On average, there are around 300 K-pop groups preparing to debut each year. Of those 300, about 50 actually manage to debut, and from that 50, only one or two manage to gain any serious recognition and success in their first year.
Needless to say, producing and debuting a K-pop idol group is a high risk - and very costly - endeavour that not everyone can embark on.
According to industry sources, K-pop idols who enter a group don't start competing when they debut - they start competing from the moment they become a trainee. As soon as a trainee signs with an agency, everything becomes a battle about money.
Producing an idol group can cost an estimated 2 billion Won (approx. $2.4 million AUD) - a cost that includes recording the album, promotions, and the sunk costs from the pre-debut trainee period. Even if an agency tries to cut costs, it will still require an investment of at least 1.5 billion Won (approx. $1.8 million AUD).
The number of trainees depends on the size and scale of the agency. Smaller agencies generally have around five trainees, while the big name companies like SM and YG can have anywhere between 20 to 30 trainees on their roster.
Since a company has to pay for its trainee's accommodations, food, and lessons during the training period, the initial training contract period is generally very short. Given that trainee living costs can run up to 30 million Won (approx. $35,000 AUD) a month, trainees generally sign a temporary contract that lasts, on average, six months, and it takes into account situations where trainees may move to a different company or decide that K-pop isn't for them.
Since the costs are so high, small agencies may only hold out for two or so years, and thus will often debut groups earlier than the larger agencies. However, not all agencies are able to successfully manage a K-pop group after their debut. Beyond the debut costs, an agency needs to take into account subsequent costs relating to recordings, production, management, marketing, and promotions. According to a music program insider, it can cost up to 100 million Won (approx. $120,000 AUD) to put a K-pop group on a popular program like "Music Bank", and even then, not everyone can appear.
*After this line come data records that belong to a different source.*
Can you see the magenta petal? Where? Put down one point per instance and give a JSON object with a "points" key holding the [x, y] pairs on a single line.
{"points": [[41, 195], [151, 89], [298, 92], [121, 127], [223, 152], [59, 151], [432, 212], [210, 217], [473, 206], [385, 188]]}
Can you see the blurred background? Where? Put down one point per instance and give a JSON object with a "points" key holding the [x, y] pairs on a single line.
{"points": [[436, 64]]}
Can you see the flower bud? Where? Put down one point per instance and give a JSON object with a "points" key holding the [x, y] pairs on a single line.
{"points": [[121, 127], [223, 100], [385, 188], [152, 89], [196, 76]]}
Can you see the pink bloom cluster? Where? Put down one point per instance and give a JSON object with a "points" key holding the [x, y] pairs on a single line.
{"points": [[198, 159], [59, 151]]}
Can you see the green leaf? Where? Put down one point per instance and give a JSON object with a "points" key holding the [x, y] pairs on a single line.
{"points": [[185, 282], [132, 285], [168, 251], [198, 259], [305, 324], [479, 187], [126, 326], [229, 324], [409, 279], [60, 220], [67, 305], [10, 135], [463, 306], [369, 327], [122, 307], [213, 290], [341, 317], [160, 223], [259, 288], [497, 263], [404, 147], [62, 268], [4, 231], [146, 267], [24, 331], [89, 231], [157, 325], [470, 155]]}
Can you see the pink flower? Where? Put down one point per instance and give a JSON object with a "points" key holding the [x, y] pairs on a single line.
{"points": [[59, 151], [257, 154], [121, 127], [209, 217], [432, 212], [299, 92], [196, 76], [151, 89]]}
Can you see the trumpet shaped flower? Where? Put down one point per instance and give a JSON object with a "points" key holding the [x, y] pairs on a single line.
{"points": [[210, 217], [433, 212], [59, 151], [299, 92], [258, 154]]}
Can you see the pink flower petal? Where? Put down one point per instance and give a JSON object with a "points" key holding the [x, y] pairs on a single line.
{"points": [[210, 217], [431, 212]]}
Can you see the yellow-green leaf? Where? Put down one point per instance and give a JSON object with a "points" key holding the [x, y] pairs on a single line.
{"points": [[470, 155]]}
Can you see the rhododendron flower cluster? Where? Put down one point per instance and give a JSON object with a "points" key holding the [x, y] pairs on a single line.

Due to time limits, creative control from the production staff, and the sheer volume of albums that come in every week, music programs generally veer towards showcasing groups that already have an in-built fanbase.
Many industry sources agree that there are only two guaranteed ways to success for a newly-debuted group: be from one of the three big name agencies (SM, YG, and JYP) or get assistance from a survival competition program like "Produce 101". If a debuting group's album doesn't do well, the agency has to absorb the costs, hence why companies disappear very quickly these days.
Given that it can take years just to get one's foot in the door, it is a long and hard road to success. It may seem like the K-pop industry is all about the fame and glitz sometimes, but at the end of the day, it is just a business - and a very expensive one at that.